Через несколько времени, раньше обыкновенного, он встал и ушел, простившись, как всегда, просто.
Дня через два Лопухов сказал Вере Павловне, что заходил к Кирсанову и, как ему показалось, встречен был довольно странно. Кирсанов как будто хотел быть с ним любезен, что было вовсе лишнее между ними. Лопухов, посмотревши на него, сказал прямо:
— Ты, Александр, что-то дуешься; на кого, на меня, что ли?
— Нет.
— На Верочку?
— Нет.
— Так что же с тобою сделалось?
— Нет, ничего; что это тебе показалось?
— Да ты нехорош со мною ныне, натянут, любезен, и видно, что дуешься.
Кирсанов начал расточать уверения, что нисколько, и тем окончательно выказал, что дуется.
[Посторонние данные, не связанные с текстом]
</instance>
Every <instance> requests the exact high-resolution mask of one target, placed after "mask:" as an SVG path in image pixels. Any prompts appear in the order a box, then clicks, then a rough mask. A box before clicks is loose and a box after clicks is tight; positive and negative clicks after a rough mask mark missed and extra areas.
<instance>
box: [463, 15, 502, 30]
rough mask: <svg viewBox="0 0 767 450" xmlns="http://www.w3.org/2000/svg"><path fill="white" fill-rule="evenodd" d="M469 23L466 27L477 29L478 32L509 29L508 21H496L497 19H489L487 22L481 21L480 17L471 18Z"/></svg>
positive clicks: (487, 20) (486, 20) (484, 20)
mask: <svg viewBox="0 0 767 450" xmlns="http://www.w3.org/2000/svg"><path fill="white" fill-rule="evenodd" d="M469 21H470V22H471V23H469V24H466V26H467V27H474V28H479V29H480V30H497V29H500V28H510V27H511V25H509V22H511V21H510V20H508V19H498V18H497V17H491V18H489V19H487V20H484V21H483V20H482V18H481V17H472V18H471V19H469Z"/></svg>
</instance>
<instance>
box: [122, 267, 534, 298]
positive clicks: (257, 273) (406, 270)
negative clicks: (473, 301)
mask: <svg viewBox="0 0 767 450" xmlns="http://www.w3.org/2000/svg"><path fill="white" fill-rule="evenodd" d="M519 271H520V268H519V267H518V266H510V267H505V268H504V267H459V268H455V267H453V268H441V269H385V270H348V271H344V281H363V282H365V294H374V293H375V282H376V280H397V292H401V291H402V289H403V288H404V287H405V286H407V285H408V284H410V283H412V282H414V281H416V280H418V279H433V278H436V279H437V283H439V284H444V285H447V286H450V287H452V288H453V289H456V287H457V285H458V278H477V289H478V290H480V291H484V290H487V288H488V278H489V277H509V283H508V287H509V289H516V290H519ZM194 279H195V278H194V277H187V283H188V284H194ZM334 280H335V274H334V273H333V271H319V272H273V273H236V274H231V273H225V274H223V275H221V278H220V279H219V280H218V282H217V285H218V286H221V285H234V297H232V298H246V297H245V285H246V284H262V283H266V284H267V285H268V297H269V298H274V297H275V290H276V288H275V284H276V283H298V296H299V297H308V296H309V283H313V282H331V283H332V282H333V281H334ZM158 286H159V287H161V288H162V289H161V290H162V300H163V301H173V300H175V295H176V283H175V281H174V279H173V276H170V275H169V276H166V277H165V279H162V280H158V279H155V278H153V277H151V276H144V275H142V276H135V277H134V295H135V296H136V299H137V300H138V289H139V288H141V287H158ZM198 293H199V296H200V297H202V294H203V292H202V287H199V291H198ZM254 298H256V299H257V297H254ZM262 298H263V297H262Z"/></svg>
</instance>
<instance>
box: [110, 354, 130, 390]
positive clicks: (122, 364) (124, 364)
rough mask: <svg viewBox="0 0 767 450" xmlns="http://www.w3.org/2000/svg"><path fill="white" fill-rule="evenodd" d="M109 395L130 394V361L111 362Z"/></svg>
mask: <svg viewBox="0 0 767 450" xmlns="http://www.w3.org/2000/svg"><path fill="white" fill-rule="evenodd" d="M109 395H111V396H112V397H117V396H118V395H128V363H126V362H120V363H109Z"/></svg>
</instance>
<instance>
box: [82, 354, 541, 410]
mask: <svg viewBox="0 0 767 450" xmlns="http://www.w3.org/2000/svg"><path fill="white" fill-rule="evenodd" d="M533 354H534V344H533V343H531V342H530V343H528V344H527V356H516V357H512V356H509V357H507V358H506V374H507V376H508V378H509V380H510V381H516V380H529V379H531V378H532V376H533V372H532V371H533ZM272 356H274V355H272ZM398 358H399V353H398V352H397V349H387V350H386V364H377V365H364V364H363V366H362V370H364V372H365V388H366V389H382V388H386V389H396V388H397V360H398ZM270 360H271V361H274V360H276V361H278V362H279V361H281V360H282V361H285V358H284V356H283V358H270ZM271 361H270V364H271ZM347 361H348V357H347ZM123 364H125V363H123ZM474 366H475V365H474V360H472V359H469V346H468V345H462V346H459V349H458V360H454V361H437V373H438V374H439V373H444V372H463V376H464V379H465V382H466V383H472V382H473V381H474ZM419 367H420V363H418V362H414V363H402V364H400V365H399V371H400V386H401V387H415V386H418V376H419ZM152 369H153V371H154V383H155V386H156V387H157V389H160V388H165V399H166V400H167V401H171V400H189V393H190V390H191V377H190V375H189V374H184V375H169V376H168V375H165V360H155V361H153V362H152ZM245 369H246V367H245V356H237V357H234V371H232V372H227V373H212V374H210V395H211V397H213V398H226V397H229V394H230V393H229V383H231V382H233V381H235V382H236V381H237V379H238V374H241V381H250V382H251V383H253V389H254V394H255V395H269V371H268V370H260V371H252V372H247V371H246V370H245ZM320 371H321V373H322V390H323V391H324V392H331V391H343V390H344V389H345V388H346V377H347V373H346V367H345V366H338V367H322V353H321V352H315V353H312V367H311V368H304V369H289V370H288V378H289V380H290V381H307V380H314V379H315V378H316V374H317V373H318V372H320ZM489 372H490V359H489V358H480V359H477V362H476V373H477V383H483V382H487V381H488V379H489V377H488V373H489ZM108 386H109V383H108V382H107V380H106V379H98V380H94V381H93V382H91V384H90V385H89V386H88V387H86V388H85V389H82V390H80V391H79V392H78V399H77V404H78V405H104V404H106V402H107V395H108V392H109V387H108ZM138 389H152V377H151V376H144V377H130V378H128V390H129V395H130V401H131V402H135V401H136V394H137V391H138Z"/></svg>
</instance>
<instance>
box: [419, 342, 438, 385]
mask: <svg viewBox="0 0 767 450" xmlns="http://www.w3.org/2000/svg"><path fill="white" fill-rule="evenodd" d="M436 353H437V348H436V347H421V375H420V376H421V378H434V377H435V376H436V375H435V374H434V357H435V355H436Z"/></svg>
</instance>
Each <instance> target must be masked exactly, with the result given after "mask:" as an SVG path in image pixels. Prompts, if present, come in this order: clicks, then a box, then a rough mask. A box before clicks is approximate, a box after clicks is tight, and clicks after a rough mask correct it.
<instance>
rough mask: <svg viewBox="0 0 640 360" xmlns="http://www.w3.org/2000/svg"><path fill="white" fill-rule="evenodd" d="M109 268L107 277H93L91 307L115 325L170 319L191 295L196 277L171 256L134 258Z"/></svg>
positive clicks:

Потом ему, должно быть, стало стыдно, он сделался прост, хорош, как следует. Лопухов, воспользовавшись тем, что человек пришел в рассудок, спросил опять:
— Ну, Александр, скажи, за что же ты дулся?
— Я не думал дуться, — и опять стал приторен и противен.
Что за чудо? Лопухов не умел вспомнить ничего, чем бы мог оскорбить его, да это и не было возможно при их уважении друг к другу, при горячей дружбе. Вера Павловна тоже очень усердно вспоминала, не она ли чем оскорбила его, и тоже не могла ничего отыскать, и тоже знала, по той же причине, как у мужа, что это невозможно с ее стороны.
Прошло еще два дня; не зайти к Лопуховым четыре дня сряду было делом необыкновенным для Кирсанова. Вера Павловна даже вздумала: здоров ли он? Лопухов зашел посмотреть, не болен ли в самом деле. Какое нездоров! — продолжает дуться. Лопухов приступил к нему настойчиво. Он после долгих отнекиваний начал говорить какой-то нелепый вздор о своих чувствах к Лопухову и к Вере Павловне, что он очень любит и уважает их; но из всего этого следовало, что они к нему невнимательны, о чем, — что хуже всего, — не было, впрочем, никакого намека в его высокопарности. Ясно было, что господин вломился в амбицию. Все это так дико было видеть в человеке, за которого Лопухов считал Кирсанова, что гость сказал хозяину: «Послушай, ведь мы с тобою приятели: ведь это наконец должно быть совестно тебе». Кирсанов с изысканною переносливостью отвечал, что действительно это с его стороны, может быть, мелочность, но что ж делать, если он многим обижался. — «Ну, чем же?» Он начал высчитывать множество случаев, которыми оскорблялся в последнее время, все в таком роде: «Ты сказал, что чем светлее у человека волосы, тем ближе он к бесцветности. Вера Павловна сказала, что ныне чай вздорожал. Это колкость на мой цвет волос. Это намек, что я вас объедаю». У Лопухова опустились руки: помешался человек на амбиционности или, вернее сказать, просто стал дураком и пошляком.